Are you sure it would have actually been the "lower end"? I mean, like I pointed out in the other reply, he described them as having "high intellectual potential" (see here: see here https://www.news-medical.net/health/Autism-History.aspx )
Yes. He only saw intellectual potential, not potential for emerging from "acute autistic aloneness" or "elaborate ritualistic behavior" -- a reflection of the fact that "functioning" does not have a simplistic direct correlation to intelligence (anecdotally, I have two brothers also on the spectrum, among the three of us there is a total IQ difference of ~15 points, & the one with the highest IQ is also the most impaired in everyday life).
Kanner only saw the "hardest" of cases (1 in 10 of those who made it to his clinic), and even then claimed to rule out 90% of those diagnosed by other clinicians. He claimed (in his one reference to it) that Asperger's broad, higher-functioning definition was, at best a "42nd degree cousin" of his own syndrome.
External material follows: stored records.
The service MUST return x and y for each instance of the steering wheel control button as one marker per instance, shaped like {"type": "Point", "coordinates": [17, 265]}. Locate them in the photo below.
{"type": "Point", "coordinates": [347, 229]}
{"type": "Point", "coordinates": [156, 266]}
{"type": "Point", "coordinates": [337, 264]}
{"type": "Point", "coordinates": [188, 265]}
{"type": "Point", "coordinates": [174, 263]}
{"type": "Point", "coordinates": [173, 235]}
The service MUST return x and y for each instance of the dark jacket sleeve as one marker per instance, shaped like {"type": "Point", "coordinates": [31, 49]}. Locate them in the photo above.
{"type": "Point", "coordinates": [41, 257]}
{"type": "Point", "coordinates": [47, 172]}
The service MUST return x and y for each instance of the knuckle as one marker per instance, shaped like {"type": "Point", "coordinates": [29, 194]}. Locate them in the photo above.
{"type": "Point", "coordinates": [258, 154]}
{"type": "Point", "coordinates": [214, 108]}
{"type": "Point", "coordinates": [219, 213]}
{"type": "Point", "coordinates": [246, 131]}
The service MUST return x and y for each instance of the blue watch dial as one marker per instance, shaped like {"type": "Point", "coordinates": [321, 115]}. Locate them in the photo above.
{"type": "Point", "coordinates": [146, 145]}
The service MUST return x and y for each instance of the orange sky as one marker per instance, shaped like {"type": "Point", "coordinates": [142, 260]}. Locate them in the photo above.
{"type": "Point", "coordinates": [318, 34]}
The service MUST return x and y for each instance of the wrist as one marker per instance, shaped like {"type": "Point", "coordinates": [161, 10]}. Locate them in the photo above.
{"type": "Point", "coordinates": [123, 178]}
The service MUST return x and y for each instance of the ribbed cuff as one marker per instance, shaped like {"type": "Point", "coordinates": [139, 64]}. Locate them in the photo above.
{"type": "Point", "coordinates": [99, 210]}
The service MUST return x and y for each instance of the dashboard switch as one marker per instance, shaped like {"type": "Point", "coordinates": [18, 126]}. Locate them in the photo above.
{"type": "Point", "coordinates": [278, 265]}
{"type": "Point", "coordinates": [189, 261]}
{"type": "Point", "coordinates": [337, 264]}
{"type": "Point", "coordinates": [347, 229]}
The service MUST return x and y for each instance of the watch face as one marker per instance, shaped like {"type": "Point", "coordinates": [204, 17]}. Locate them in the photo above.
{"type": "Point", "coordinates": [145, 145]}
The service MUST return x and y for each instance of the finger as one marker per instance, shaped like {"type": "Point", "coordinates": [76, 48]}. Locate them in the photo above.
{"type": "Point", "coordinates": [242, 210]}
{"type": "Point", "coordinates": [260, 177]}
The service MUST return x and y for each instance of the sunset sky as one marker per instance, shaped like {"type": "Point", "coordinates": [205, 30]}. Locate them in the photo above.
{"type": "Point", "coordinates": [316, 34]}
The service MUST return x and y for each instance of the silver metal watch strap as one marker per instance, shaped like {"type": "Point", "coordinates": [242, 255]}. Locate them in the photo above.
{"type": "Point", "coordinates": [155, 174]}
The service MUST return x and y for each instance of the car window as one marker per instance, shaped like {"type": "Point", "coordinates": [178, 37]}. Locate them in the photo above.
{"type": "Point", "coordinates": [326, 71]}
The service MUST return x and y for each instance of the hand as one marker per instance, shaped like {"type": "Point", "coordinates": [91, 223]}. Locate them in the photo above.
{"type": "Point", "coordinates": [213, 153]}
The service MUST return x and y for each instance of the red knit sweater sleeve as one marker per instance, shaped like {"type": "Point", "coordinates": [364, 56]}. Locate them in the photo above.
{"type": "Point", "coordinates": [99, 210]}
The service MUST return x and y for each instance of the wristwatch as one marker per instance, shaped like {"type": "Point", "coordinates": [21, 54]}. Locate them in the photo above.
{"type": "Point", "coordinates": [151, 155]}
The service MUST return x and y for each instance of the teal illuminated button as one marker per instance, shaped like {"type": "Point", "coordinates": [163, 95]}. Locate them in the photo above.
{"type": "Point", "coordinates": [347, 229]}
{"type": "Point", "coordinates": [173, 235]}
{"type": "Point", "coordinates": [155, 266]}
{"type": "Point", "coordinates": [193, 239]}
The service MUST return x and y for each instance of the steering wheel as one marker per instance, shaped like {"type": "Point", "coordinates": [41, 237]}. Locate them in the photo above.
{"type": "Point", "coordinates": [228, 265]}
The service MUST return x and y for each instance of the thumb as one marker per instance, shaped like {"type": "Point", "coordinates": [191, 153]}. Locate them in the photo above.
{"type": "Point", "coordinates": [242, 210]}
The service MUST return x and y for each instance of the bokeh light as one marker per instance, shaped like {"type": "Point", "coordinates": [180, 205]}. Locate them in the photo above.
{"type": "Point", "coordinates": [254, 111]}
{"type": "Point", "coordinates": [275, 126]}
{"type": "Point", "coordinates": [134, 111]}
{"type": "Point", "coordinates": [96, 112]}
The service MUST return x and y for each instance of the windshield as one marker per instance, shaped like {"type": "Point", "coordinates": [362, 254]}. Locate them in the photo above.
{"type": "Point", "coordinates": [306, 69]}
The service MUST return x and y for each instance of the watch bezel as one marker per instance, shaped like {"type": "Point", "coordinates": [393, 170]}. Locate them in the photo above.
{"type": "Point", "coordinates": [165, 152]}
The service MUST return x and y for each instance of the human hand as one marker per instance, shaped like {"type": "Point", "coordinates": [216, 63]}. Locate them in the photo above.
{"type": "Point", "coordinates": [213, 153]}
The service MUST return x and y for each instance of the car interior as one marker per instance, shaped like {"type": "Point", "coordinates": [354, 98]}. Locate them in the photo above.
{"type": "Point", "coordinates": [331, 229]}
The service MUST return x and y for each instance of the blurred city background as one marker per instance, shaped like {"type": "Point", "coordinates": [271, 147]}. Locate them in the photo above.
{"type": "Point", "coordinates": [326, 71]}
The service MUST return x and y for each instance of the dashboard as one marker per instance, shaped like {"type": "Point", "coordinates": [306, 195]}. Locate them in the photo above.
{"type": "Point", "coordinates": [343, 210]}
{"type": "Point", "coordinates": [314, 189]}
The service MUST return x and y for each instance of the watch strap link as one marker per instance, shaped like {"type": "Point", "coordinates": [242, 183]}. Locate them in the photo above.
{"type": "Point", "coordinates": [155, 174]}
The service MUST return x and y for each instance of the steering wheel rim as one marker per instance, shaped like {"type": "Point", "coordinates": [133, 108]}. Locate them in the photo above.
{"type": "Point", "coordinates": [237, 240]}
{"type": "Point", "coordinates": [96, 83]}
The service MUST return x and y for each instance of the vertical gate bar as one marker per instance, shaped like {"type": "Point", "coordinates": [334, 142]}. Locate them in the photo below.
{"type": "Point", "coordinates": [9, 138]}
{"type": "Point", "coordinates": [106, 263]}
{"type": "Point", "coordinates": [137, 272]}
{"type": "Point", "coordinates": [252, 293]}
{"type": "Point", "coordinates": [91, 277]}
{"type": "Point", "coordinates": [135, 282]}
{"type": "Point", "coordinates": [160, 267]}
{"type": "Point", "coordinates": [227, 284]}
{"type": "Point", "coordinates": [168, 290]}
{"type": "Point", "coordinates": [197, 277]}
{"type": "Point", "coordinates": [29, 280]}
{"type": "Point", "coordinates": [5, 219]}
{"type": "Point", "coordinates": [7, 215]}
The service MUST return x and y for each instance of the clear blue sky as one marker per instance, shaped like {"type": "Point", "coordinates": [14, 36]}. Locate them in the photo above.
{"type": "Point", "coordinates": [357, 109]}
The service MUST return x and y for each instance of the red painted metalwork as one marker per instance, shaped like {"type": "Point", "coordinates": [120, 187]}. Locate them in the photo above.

It wasn't until the 50's that he did follow-ups with some of his earliest patients and realized that they had reached what would now be considered "moderate" functioning, but still insisted on the narrow definition until '73.
But according to the stats presented in DSM 4, two thirds of people diagnosed with DSM 4 version of Kanners are mentally ret*d, in contrast to his patients that aren't.
As far as acute autistic aloneness, that applies to me too, and I have Asperger's.